Wir hatten bereits die Treppe erreicht, und Lenis Gestalt war jetzt von Sonne umstrahlt.

Sie war durchaus nicht schön. Auf dem mageren kränklichen Gesicht brannten rote Flecke. Das Kleid war wohl von der Mutter daheim geschneidert worden und schien mir viel zu groß und zu faltenreich. Die schwachen, blutleeren Kinderbeine staken in weißen Strümpfen, und um den dünnen Hals hing ein silbernes Kettchen mit einem Muttergottesbild als Anhänger.

Wir trennten uns.

„Grüß Gott“, sagte ich und salutierte lächelnd.
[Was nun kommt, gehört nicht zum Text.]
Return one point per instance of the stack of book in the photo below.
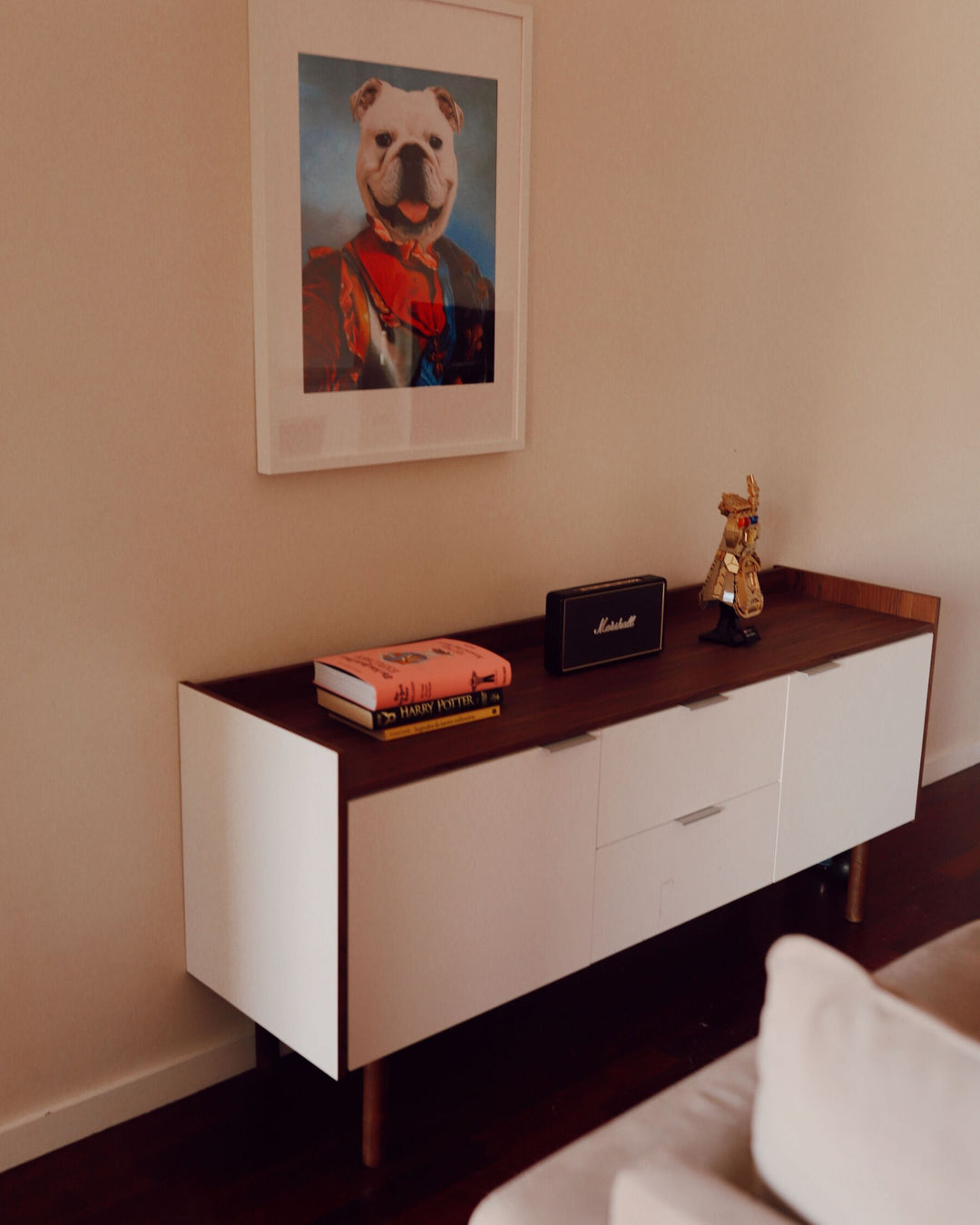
(391, 692)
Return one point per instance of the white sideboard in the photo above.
(356, 897)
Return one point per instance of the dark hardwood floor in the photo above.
(473, 1106)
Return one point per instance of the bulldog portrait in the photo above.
(399, 304)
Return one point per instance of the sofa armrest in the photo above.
(671, 1192)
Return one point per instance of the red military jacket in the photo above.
(438, 296)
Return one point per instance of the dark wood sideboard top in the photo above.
(808, 620)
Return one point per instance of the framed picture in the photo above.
(389, 207)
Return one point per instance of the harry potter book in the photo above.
(412, 712)
(384, 678)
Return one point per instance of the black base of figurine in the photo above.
(730, 631)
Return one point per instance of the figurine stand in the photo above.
(730, 631)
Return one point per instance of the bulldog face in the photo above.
(406, 163)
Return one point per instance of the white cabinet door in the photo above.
(261, 871)
(665, 876)
(854, 741)
(663, 766)
(467, 889)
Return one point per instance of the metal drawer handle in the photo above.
(821, 668)
(713, 810)
(704, 701)
(559, 746)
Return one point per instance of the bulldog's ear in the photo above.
(448, 105)
(364, 98)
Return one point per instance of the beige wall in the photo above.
(753, 247)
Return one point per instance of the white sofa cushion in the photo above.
(669, 1191)
(867, 1109)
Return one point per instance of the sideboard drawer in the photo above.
(665, 765)
(665, 876)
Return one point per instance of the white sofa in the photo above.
(859, 1102)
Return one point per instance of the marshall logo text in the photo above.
(606, 626)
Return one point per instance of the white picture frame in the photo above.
(304, 150)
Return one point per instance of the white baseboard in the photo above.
(952, 762)
(31, 1137)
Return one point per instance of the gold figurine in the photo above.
(732, 580)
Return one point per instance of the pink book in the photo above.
(412, 671)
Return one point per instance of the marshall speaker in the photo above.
(602, 622)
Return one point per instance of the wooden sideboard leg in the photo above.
(373, 1115)
(854, 910)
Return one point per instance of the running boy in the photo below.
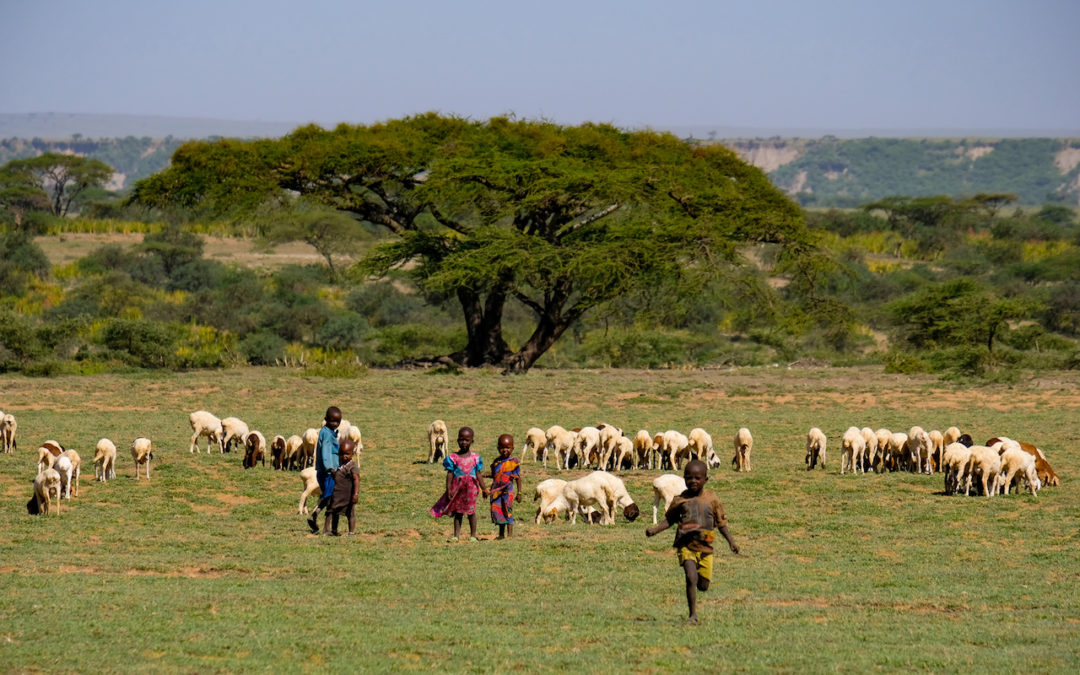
(697, 512)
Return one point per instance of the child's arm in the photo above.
(656, 529)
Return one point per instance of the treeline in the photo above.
(980, 292)
(845, 173)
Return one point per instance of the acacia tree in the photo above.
(561, 219)
(61, 178)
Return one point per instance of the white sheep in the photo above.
(952, 435)
(204, 423)
(550, 495)
(8, 428)
(310, 486)
(603, 490)
(64, 468)
(954, 466)
(665, 488)
(561, 444)
(76, 462)
(1016, 463)
(608, 445)
(310, 439)
(817, 444)
(294, 451)
(437, 439)
(143, 453)
(644, 449)
(852, 447)
(536, 445)
(255, 449)
(937, 448)
(743, 444)
(869, 451)
(278, 456)
(105, 460)
(896, 458)
(919, 450)
(588, 447)
(45, 484)
(986, 464)
(234, 430)
(675, 447)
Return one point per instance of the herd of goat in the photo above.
(994, 468)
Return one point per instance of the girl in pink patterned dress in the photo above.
(463, 482)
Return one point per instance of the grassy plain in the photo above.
(208, 567)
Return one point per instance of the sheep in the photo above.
(608, 445)
(815, 448)
(665, 488)
(952, 435)
(294, 453)
(234, 430)
(643, 449)
(76, 462)
(561, 443)
(852, 447)
(743, 443)
(674, 447)
(869, 454)
(310, 439)
(536, 445)
(310, 486)
(624, 450)
(895, 457)
(105, 460)
(1015, 463)
(64, 467)
(588, 445)
(143, 453)
(255, 449)
(936, 449)
(954, 464)
(986, 463)
(8, 428)
(278, 457)
(919, 448)
(604, 490)
(204, 423)
(437, 435)
(45, 483)
(550, 495)
(48, 454)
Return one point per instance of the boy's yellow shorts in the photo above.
(704, 562)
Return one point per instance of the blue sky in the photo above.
(914, 65)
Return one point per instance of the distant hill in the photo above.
(817, 170)
(849, 172)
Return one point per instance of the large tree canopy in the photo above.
(563, 219)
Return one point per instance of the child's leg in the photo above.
(690, 567)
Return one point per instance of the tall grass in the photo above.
(208, 567)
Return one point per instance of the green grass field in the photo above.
(208, 567)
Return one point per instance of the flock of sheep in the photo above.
(989, 469)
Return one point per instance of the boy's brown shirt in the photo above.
(696, 517)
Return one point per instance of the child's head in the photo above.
(346, 448)
(464, 439)
(333, 418)
(696, 475)
(505, 445)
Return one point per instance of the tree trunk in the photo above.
(484, 327)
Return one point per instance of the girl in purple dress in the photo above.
(463, 482)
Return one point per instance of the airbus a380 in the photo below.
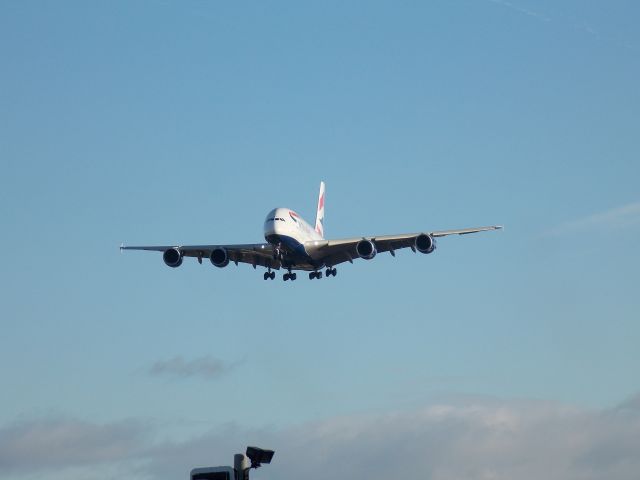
(293, 244)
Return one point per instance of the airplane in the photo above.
(293, 244)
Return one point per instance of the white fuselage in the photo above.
(286, 229)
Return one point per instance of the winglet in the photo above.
(320, 212)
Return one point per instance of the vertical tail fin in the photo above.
(320, 212)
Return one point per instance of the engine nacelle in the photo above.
(366, 249)
(219, 257)
(172, 257)
(425, 243)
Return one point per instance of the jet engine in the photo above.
(172, 257)
(219, 257)
(366, 249)
(425, 243)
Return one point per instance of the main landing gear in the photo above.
(328, 272)
(289, 276)
(269, 275)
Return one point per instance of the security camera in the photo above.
(259, 456)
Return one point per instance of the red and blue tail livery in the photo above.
(292, 244)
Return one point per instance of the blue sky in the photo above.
(186, 122)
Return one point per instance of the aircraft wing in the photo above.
(334, 252)
(255, 254)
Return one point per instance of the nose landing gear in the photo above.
(289, 276)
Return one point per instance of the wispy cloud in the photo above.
(617, 218)
(475, 440)
(522, 10)
(62, 443)
(207, 367)
(470, 438)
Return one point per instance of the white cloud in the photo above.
(523, 440)
(617, 218)
(469, 439)
(207, 367)
(60, 443)
(522, 10)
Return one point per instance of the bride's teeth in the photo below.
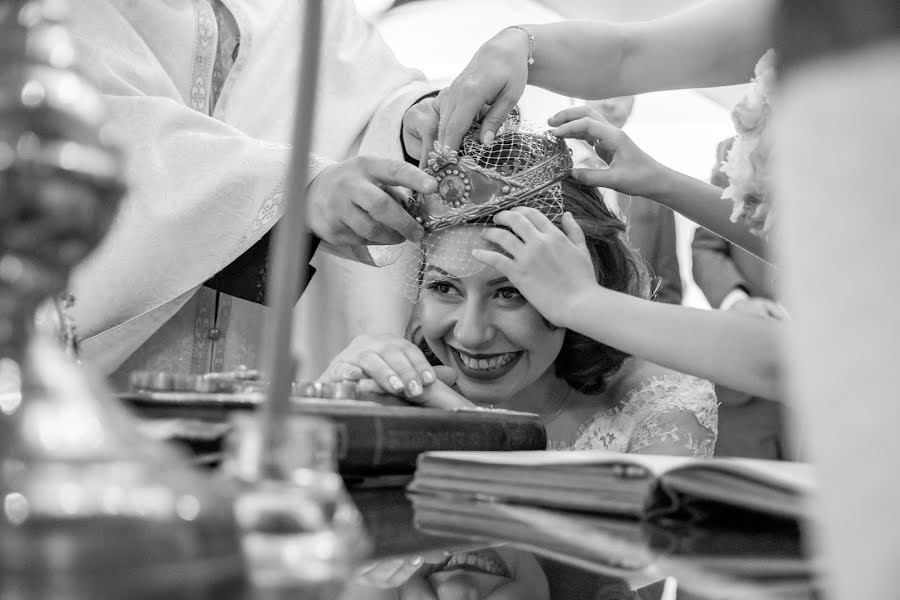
(483, 364)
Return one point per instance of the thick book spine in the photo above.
(379, 441)
(392, 444)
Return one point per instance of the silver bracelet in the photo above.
(530, 42)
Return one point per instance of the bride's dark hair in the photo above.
(583, 362)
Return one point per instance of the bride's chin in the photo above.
(479, 394)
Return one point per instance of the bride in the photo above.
(499, 351)
(476, 338)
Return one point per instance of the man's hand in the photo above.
(762, 307)
(546, 264)
(496, 76)
(631, 170)
(357, 202)
(420, 127)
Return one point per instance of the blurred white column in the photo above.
(838, 194)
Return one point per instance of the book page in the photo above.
(564, 458)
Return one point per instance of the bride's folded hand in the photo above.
(631, 170)
(549, 266)
(390, 364)
(396, 364)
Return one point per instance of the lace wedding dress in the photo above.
(666, 414)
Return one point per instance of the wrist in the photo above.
(577, 302)
(733, 297)
(516, 44)
(660, 182)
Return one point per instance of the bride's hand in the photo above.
(549, 266)
(396, 364)
(631, 170)
(496, 76)
(390, 364)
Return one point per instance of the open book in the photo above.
(631, 485)
(714, 521)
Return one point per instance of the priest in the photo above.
(201, 95)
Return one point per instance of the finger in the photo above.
(574, 113)
(520, 225)
(573, 231)
(446, 375)
(420, 364)
(538, 219)
(342, 371)
(370, 387)
(496, 117)
(429, 137)
(382, 372)
(386, 171)
(391, 220)
(417, 588)
(440, 395)
(458, 122)
(597, 132)
(506, 240)
(401, 365)
(607, 177)
(404, 573)
(381, 572)
(504, 264)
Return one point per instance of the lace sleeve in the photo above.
(674, 415)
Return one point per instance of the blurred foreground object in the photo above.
(90, 508)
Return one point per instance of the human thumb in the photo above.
(605, 178)
(446, 374)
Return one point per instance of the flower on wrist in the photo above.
(747, 164)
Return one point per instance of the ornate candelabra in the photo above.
(89, 508)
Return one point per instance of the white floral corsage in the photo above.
(748, 161)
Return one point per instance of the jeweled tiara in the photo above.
(520, 167)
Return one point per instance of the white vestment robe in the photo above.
(206, 178)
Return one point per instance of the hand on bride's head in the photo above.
(630, 170)
(495, 77)
(548, 265)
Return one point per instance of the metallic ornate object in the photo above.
(89, 508)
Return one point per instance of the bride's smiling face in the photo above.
(478, 323)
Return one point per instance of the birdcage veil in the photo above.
(522, 167)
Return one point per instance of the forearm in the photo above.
(702, 203)
(715, 43)
(739, 351)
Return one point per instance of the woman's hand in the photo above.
(630, 171)
(392, 573)
(496, 76)
(389, 364)
(549, 266)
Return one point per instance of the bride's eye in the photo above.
(441, 287)
(509, 293)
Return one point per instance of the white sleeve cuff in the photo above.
(733, 297)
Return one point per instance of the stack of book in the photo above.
(718, 520)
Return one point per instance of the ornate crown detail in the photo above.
(483, 180)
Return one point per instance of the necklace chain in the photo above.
(547, 419)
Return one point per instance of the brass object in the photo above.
(90, 508)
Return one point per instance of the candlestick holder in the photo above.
(90, 508)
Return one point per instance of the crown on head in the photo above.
(519, 168)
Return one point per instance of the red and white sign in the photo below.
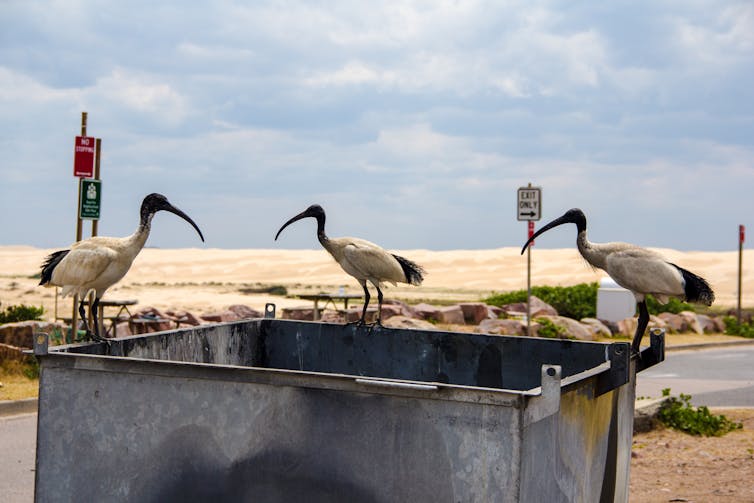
(83, 157)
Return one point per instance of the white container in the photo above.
(614, 303)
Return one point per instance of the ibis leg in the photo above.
(84, 319)
(379, 306)
(366, 302)
(94, 308)
(643, 322)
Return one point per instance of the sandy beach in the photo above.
(205, 280)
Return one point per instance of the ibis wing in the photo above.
(82, 266)
(365, 260)
(645, 272)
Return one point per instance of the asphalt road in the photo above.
(722, 377)
(713, 377)
(18, 440)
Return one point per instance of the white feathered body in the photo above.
(96, 264)
(365, 260)
(640, 270)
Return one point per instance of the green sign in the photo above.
(91, 197)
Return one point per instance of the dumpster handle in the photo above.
(395, 384)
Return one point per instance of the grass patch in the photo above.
(19, 380)
(679, 414)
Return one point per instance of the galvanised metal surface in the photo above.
(276, 410)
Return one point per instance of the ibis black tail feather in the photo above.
(414, 272)
(49, 265)
(696, 288)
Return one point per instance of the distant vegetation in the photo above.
(733, 327)
(677, 413)
(12, 314)
(578, 301)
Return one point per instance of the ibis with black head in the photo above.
(99, 262)
(364, 260)
(642, 271)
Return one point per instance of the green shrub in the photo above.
(549, 330)
(733, 327)
(12, 314)
(578, 301)
(677, 413)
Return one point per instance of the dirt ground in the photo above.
(670, 466)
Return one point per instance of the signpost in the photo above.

„Grüß Gott“, antwortete die Frau, nickte, nahm Leni an der Hand und schritt die Stufen hinab.

Ich entfernte mich, um nach den Pferden zu sehen.

Aber die kleine Leni ging mir nicht aus dem Kopf. Ich kehrte auf halbem Wege um, lief in die Einfahrt eines alten Hauses nahe der Kirche, zog den Rock aus und schnitt mit dem Taschenmesser den linken glänzenden Knopf ab, der Leni so gut gefallen hatte.

Ich fand sie auch glücklich noch beim Zuckerbäcker, dessen Laden voll war von Menschen. Ich sagte, ich sei nun durch Zufall auch ihr Pate geworden, daß ich es aber dabei bewenden lassen und mich meiner Patenpflichten durch diesen Uniformknopf entledigen möchte. Ich kaufte Leni ein paar Cremrollen und

Schokoladefiguren, ferner auf ein Papier aufgeklebte Wickelkinder und ein Stück Torte und verabschiedete mich schließlich.

Kaum aber hatte ich mich in Schwaz aufs Pferd gesetzt, als mir mein Bursche meldete: „Der Herr Kadett dürften rückwärts einen Knopf verloren haben.“

„Ich weiß“, sagte ich. Wir ritten im Galopp nach Terfens.

Bald holten wir unsere Abteilung ein. Ein Reiter war zurückgeblieben, weil sein Pferd tanzte und bockte. Schließlich beruhigte es sich; er schloß sich uns wieder an und meldete: „Der Herr Kadett haben rückwärts einen Knopf verloren!“

Ich wandte mich um, antwortete aber nicht. Als wir den Reiter überholt hatten, schwenkte Korporal Hummel, in Zivil Fiakerkutscher in Wien, aus der Mitte ab, sprengte im Galopp hinter uns drein und rief laut: „Meld' g'horsamst, Herr Kadett, Sie ham rückwärts am Rock an Knopf verloren I“

Ich erreichte den vordersten Reiter, in eine dichte weiße Staubwolke gehüllt. Der Wachtmeister trieb sein Pferd hinter das meine, schaute aufmerksam auf meinen Rücken, strich sich den Bart, nahm die Pfeife aus dem Mund und meinte: „Sie müssen schon entschuldigen, Herr Kadett, aber mir scheint, Sie haben irgendwo einen Knopf verloren.“ Nach diesen Worten wandte ich mein Pferd und ließ die Kolonne vorüberreiten. Dann hatte ich Ruhe.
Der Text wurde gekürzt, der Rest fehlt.